Our finding of executive planning impairment in OCD and relatives is consistent with the literature. As noted earlier, a prior study identified reduced functional connectivity between prefrontal cortex and basal ganglia in OCD patients and their relatives, in comparison to controls (Vaghi et al. 2017). Our data confirmed that impaired executive planning on the TOL task may constitute a vulnerability marker (or candidate endophenotype) for OCD, since we found impairment in both OCD patients and their asymptomatic relatives. Based on prior neuroimaging findings (Vaghi et al. 2017), this decrement may reflect disruption of fronto-striatal connectivity. Our results are in keeping with a recent meta-analysis comparing executive functioning in unaffected relatives of patients with OCD and healthy controls; this identified significant impairments in relatives of OCD patients compared to healthy controls across a range of cognitive domains, particularly for executive planning (Hedge’s g = 0.37). (Zartaloudi et al. 2019).

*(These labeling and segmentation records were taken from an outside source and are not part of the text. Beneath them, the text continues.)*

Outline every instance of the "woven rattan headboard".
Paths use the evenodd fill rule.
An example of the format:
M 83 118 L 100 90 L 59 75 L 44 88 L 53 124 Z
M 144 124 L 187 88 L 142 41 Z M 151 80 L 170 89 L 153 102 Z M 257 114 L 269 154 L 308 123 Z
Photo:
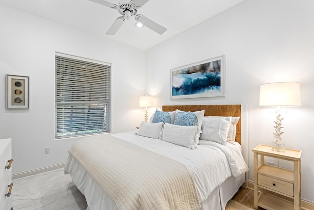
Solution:
M 241 116 L 241 105 L 203 105 L 162 106 L 162 111 L 171 112 L 179 109 L 185 112 L 205 110 L 205 116 Z M 241 144 L 241 118 L 236 124 L 236 141 Z

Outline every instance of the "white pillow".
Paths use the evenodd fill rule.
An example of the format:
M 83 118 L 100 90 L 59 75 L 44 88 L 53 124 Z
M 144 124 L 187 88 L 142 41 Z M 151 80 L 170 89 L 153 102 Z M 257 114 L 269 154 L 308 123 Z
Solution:
M 179 113 L 183 112 L 184 115 L 178 114 Z M 194 140 L 194 146 L 197 147 L 199 143 L 200 134 L 202 133 L 202 122 L 204 116 L 205 110 L 197 111 L 196 112 L 184 112 L 178 109 L 176 110 L 176 116 L 174 124 L 184 126 L 197 126 L 198 130 L 195 135 Z M 193 115 L 197 118 L 197 121 L 194 120 Z
M 204 118 L 200 139 L 226 145 L 226 142 L 231 124 L 231 117 L 225 119 Z
M 186 126 L 165 123 L 161 140 L 194 149 L 193 143 L 197 126 Z
M 137 134 L 153 139 L 159 139 L 162 130 L 162 125 L 163 122 L 148 123 L 143 121 L 137 130 Z
M 204 117 L 204 118 L 222 118 L 223 119 L 226 119 L 226 118 L 229 118 L 229 117 Z M 239 120 L 240 120 L 240 117 L 231 117 L 231 124 L 230 125 L 230 128 L 229 128 L 229 131 L 228 133 L 228 137 L 227 137 L 227 141 L 229 142 L 235 142 L 235 141 L 236 140 L 236 124 L 238 122 Z

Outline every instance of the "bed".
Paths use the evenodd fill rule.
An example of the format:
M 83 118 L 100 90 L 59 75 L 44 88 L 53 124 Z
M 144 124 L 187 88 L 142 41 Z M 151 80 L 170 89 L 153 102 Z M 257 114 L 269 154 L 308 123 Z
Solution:
M 208 118 L 206 120 L 210 122 L 217 120 L 216 116 L 228 117 L 230 120 L 237 118 L 234 142 L 223 145 L 204 140 L 206 136 L 201 134 L 203 140 L 200 138 L 196 145 L 194 140 L 178 145 L 173 141 L 178 138 L 173 131 L 182 127 L 162 123 L 160 141 L 146 136 L 147 130 L 152 131 L 149 136 L 154 132 L 143 128 L 159 126 L 160 122 L 141 124 L 138 130 L 93 135 L 75 144 L 69 150 L 64 173 L 71 175 L 90 210 L 224 210 L 238 188 L 247 183 L 246 109 L 241 105 L 163 106 L 161 114 L 188 115 L 185 112 L 204 110 L 203 119 Z M 192 129 L 197 133 L 196 127 L 191 126 L 186 133 Z M 188 135 L 185 128 L 180 131 L 183 137 L 179 138 Z M 79 148 L 82 150 L 75 150 Z M 102 153 L 107 156 L 103 157 Z

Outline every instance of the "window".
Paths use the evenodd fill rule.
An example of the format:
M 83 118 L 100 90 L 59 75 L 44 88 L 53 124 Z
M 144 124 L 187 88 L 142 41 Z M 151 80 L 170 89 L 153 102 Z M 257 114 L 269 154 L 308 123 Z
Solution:
M 56 139 L 110 131 L 111 65 L 55 54 Z

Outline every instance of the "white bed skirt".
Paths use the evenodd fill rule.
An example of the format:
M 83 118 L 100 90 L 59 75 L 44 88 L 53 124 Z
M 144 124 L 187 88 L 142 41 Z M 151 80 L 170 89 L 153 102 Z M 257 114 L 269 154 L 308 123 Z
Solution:
M 71 175 L 73 183 L 84 195 L 87 203 L 87 210 L 118 210 L 113 201 L 70 154 L 64 167 L 64 173 Z M 201 210 L 224 210 L 228 201 L 245 181 L 245 173 L 236 178 L 229 177 L 202 202 Z

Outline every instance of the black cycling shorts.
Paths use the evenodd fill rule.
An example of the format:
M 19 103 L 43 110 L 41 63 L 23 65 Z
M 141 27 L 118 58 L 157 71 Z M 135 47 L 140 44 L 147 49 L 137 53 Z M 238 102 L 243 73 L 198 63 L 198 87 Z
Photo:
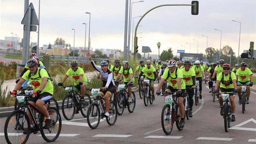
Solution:
M 49 102 L 52 97 L 52 95 L 51 94 L 47 92 L 45 92 L 39 94 L 38 94 L 37 96 L 35 97 L 30 98 L 29 101 L 36 103 L 38 100 L 40 99 L 42 100 L 45 102 L 45 104 L 46 104 Z

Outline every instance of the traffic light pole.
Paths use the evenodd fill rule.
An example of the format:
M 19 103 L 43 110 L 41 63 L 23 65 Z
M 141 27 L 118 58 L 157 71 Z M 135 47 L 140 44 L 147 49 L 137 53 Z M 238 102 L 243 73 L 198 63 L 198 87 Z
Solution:
M 192 1 L 192 2 L 193 1 Z M 140 19 L 140 20 L 139 20 L 138 22 L 138 23 L 137 23 L 137 24 L 136 25 L 136 28 L 135 29 L 135 32 L 134 32 L 134 53 L 133 54 L 133 60 L 134 61 L 136 61 L 136 57 L 135 56 L 136 56 L 136 54 L 137 53 L 137 50 L 136 49 L 138 47 L 138 42 L 137 41 L 137 40 L 138 39 L 138 38 L 137 37 L 137 29 L 138 28 L 138 26 L 139 26 L 139 24 L 140 24 L 140 23 L 141 22 L 141 20 L 148 13 L 149 13 L 150 11 L 151 11 L 152 10 L 155 9 L 157 8 L 159 8 L 159 7 L 161 7 L 162 6 L 194 6 L 193 7 L 194 8 L 193 9 L 193 12 L 194 13 L 194 14 L 195 14 L 197 13 L 198 13 L 198 12 L 197 11 L 197 7 L 198 7 L 198 6 L 197 6 L 196 3 L 195 2 L 194 2 L 194 4 L 164 4 L 162 5 L 160 5 L 160 6 L 156 6 L 154 7 L 151 9 L 149 10 L 147 12 L 146 12 L 145 14 L 143 15 Z M 197 10 L 198 9 L 197 8 Z

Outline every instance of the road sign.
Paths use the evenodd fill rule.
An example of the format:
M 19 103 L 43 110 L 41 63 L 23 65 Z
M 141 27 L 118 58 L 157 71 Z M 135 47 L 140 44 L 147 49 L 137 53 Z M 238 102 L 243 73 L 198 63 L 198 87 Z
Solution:
M 21 21 L 21 24 L 25 25 L 29 24 L 29 16 L 30 16 L 29 15 L 29 8 L 31 8 L 31 22 L 30 24 L 31 25 L 39 25 L 39 22 L 38 21 L 38 19 L 37 18 L 37 16 L 36 16 L 34 6 L 32 3 L 30 3 L 29 6 L 29 8 L 27 10 L 26 13 Z
M 185 50 L 177 50 L 177 53 L 185 53 Z

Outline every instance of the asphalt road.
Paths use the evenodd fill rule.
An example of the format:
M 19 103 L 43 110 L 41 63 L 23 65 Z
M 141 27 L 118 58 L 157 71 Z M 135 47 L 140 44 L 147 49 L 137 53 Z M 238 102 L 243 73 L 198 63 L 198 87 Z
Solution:
M 67 136 L 60 136 L 53 143 L 255 143 L 256 93 L 251 93 L 250 103 L 246 105 L 246 111 L 243 114 L 241 105 L 238 104 L 238 97 L 236 96 L 236 121 L 231 123 L 231 127 L 226 132 L 224 120 L 219 114 L 218 101 L 212 102 L 209 89 L 205 86 L 207 86 L 203 84 L 203 99 L 200 100 L 198 105 L 194 104 L 193 117 L 186 120 L 182 131 L 178 130 L 175 124 L 170 135 L 166 135 L 163 131 L 161 117 L 165 104 L 163 97 L 156 96 L 153 104 L 149 104 L 146 107 L 137 93 L 134 112 L 130 113 L 125 109 L 113 126 L 109 126 L 103 120 L 96 129 L 91 129 L 86 126 L 87 120 L 81 114 L 76 115 L 72 121 L 68 122 L 62 114 L 61 134 L 67 134 L 65 135 Z M 6 119 L 0 119 L 1 143 L 6 143 L 3 136 Z M 38 136 L 40 134 L 31 135 L 27 143 L 35 143 L 35 141 L 46 143 Z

The finding that a single dose of escitalopram ameliorated executive planning dysfunction in OCD is consistent with a role for the serotonin system in mediating such dysfunction. However, caution is needed in terms of linking this cognitive finding to the therapeutic role of SSRI in OCD. Acute SSRI treatment has been hypothesized to lead to inhibition of serotonin neuronal activity via actions at autoreceptors (e.g., Blier et al. 1990; Hajos et al. 1995), sometimes leading to an exacerbation of affective symptoms, including cognitive problems (Sayyah et al. 2016). In rodents acute low doses of SSRIs can have opposite effects to those of higher doses (Bari et al. 2010). In addition, acute pharmacological manipulations using SSRIs in healthy volunteers may improve some cognitive domains, while impairing others (Skandali et al. 2018). Thus, further work is needed to explore the effects of both acute and chronic SSRI treatment on cognition in OCD, across a range of domains. Notably, SSRIs not only alter serotonin levels but also exert an effect on other neurotransmitters such as dopamine (DA). Striatal DA levels may also affect performance on the TOL task (Reeves et al. 2007), with increasing DA leading to improved planning performance in healthy adults (Elliott et al. 1997). Further studies are therefore needed to fully delineate the neurochemical mechanisms involved in planning dysfunction in OCD and its amelioration under escitalopram.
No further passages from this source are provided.